Mais un univers inconsistant, où l'on affirmerait, en effet, A et non A, que la
même Cendrillon, au même moment, va au bal et ne va pas au bal, ne
représenterait plus aucun état de choses. »
Pourquoi
par exemple, le cycle « Le trône de fer » de Georges R Martin
n’est-il pas une œuvre (c’est un travail très habile, très bien pensé,
mais précisément on pourrait dire que c’est trop « fabriqué » pour
être autre chose qu’une machine à séduire) ? Précisément parce qu’il ne
respecte pas vraiment ce principe. La volonté de susciter des coups de théâtre
retentissants finit par nuire à la crédibilité du récit. Catelyn Stark meurt
lors du massacre des noces pourpres. Elle est égorgée et jetée à la rivière,
mais elle réapparaîtra quelques volumes plus tard, un peu comme l’enfant qui
lorsque il joue à la bataille dit « on dirait que je suis seulement
blessé ». Ce point est particulièrement intéressant : nous pouvons
parfaitement nous situer en phase avec les principes d’un monde tels qu’ils
sont posés au départ par un romancier.
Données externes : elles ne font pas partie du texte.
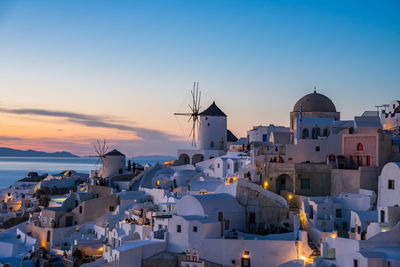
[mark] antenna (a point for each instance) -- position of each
(195, 111)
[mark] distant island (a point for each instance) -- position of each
(155, 158)
(9, 152)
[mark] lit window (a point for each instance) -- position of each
(338, 213)
(360, 147)
(391, 184)
(305, 183)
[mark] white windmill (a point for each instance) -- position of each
(194, 114)
(101, 150)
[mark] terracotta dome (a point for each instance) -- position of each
(315, 102)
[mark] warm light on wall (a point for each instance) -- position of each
(246, 255)
(265, 185)
(334, 235)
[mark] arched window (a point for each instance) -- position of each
(316, 132)
(360, 147)
(48, 236)
(306, 134)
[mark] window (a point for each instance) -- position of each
(360, 147)
(252, 217)
(368, 160)
(391, 184)
(306, 134)
(338, 213)
(227, 225)
(220, 216)
(48, 236)
(305, 183)
(351, 160)
(359, 160)
(316, 132)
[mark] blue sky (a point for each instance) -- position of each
(135, 61)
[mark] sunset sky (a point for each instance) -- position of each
(72, 71)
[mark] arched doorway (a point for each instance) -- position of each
(197, 158)
(184, 159)
(284, 182)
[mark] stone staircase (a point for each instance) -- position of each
(316, 253)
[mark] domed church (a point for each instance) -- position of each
(314, 105)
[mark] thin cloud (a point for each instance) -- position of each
(94, 121)
(10, 138)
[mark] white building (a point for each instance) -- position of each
(213, 135)
(199, 217)
(391, 118)
(263, 133)
(113, 163)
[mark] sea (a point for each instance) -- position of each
(13, 169)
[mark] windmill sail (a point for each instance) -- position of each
(194, 114)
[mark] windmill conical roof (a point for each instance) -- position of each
(213, 110)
Dans « Le trône de fer »,
Martin postule un monde dans lequel des sortes de « zombies »
existent : pourquoi pas ? Mais une fois posés, il faut que ces
principes soient suivis. Un récit est « construit ». Or, faire
revenir Catelyn après l’avoir fait mourir marque un manque de cohérence, une
volonté délirante et exacerbée de ne jamais lâcher ses personnages, de
stupéfier gratuitement le lecteur.
De
ce point de vue, le propos de Françoise Lavocat est très éclairant : un
physicien ne diffère pas fondamentalement d’un romancier quand il conçoit une
expérimentation. Il part d’une hypothèse et il en éprouve la validité en la
confrontant aux faits. Un écrivain fait la même chose à cette nuance prés qu’il
en déploie les implications logiques plus que physiques. Mais alors est-ce bien
la réalité qui les distingue ? L’artiste reste-t-il en-deçà du seuil qui
sépare la fiction du réel ?
De fait,
quand je lis, par exemple Madame Bovary, je peux toujours me dire que cela ne
s’est pas réellement passé, qu’une femme prénommée Emma n’a pas fini par se
tuer dans un village de Normandie, mais, si nous suivons jusqu’au bout la thèse
défendue par Aristote, nous pourrions dire, qu’en un sens, cela aurait du se passer, non pas pour rendre justice au génie de
Flaubert, mais du point de vue de la vérité de ce qu’est le romantisme. C’est
parce que nous passons la plupart de notre temps à faire semblant dans notre
vie que nous ne réalisons jamais la vérité de ce que nous sommes. Exigence de vraisemblance, de cohérence,
déploiement d’un sens et unité stylistique constituent trois caractéristiques
essentielles de toute œuvre d’art. La figure centrale du cri de Munch n’est
pas une personne réelle que je peux croiser dans la rue mais d’une part, elle
est exactement ce qu’elle doit être dans le tableau, elle ne peut pas être
autrement, d’autre part elle manifeste une texture ondulatoire de la réalité
plus réelle que ce que nous en voyons. Cette toile suit rigoureusement les
implications picturales de « l’état de choses » dans lequel elle
consiste. Elle exclue dont toute efficience aléatoire, hasardeuse. L’œuvre
d’art n’explore pas une dimension révocable mais suit au contraire les
impératifs les moins négociables de la nécessité.